An SSD Endurance Experiment: They're All Dead (2015)

martey · on Nov 10, 2016

> "Intel doesn't have confidence in the drive at that point, so the 335 Series is designed to shift into read-only mode and then to brick itself when the power is cycled."

I don't understand why Intel wouldn't just configure these drives to go into read-only mode permanently. If I realized my hard drive had become read-only and didn't suspect hard drive failure, my first inclination would be to reboot my computer, not immediately back up all data.

cuchulain · on Nov 10, 2016

The article is wrong on this point, and on Intel's intentions, as far as I can tell. Intel has a "Supernova" feature (http://itpeernetwork.intel.com/data-integrity-in-solid-state...) which will cause some drive models to brick themselves if certain conditions are met - errors in the control path, for example, which basically mean you cannot trust the drive at all. The supernova feature is only claimed for enterprise drives, and the 335 series is not an enterprise drive.

I have a lot of experience with long-running Intel SSDs of various models, including pushing them to the same kinds of extreme that the SSD endurance experiment did, and I have never observed them to self-brick simply because they reached their flash endurance point.

What I have observed is a number of firmware bugs (or possibly just the supernova feature) that caused the drive to brick on power cycle, even for drives in perfect health.

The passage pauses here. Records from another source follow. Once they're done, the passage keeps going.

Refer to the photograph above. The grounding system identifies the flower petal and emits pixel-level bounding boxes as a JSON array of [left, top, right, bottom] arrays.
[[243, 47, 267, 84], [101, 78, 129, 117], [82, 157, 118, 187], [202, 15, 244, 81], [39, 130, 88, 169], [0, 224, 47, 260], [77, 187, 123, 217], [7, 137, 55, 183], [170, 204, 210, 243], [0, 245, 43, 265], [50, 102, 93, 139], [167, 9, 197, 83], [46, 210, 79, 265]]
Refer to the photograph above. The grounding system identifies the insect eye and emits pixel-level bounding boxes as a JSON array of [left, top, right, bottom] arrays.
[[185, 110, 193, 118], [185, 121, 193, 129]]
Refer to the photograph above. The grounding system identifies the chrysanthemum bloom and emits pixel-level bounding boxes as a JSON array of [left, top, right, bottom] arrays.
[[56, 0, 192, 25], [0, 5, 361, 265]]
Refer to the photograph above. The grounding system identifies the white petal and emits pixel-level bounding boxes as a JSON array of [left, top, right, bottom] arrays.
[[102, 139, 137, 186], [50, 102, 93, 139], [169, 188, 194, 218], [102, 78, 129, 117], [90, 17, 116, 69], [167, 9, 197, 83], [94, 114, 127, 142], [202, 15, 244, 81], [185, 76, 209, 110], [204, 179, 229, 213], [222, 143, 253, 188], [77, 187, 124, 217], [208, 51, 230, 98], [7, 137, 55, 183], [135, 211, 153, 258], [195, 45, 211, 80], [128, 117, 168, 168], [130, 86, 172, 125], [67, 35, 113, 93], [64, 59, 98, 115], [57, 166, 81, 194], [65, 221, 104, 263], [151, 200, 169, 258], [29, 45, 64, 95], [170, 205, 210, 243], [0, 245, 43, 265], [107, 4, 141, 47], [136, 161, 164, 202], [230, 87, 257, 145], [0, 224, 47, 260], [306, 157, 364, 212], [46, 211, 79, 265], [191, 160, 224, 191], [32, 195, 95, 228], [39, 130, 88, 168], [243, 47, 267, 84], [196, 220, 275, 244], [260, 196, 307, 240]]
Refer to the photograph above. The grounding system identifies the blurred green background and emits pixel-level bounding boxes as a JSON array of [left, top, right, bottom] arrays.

I liked the SSD endurance articles, because they went a long way to allaying fears about SSDs, but I think it's a shame they've left this point in.

stavros · on Nov 10, 2016

My data point was that I got an Intel SSD back in 2010 (one of the first affordable ones, $500 for 160 GB) and it started showing bad sectors in 2013. I immediately copied all my data off, and sent it to intel, who sent me a replacement for free. The replacement has been working fine ever since.

rsmoz · on Nov 10, 2016

> I have a lot of experience with long-running Intel SSDs of various models

Hey, could I get your help selecting an Intel SSD model? Overwhelmed by the number of SKUs.

cuchulain · on Nov 14, 2016

Sure. Can you see the email in my profile?

daemin · on Nov 10, 2016

They did only have a sample size of 1 for each different drive type, so it's not exactly an exhaustive test.

wtallis · on Nov 10, 2016

I don't know Intel's reasoning for this policy, but if there's a sound technical reason for it, I would guess that it has to do with the drive not wanting to flush its NAND mapping information from DRAM to flash that it has deemed worn out. However, the Intel 335 Series uses SandForce controllers that don't have an external DRAM buffer, so they never have much data cached or in flight. It's more likely this policy was decided upon for enterprise products and was deemed not worth revising for client products given how few customers would exhaust the drive's write endurance to be affected by this.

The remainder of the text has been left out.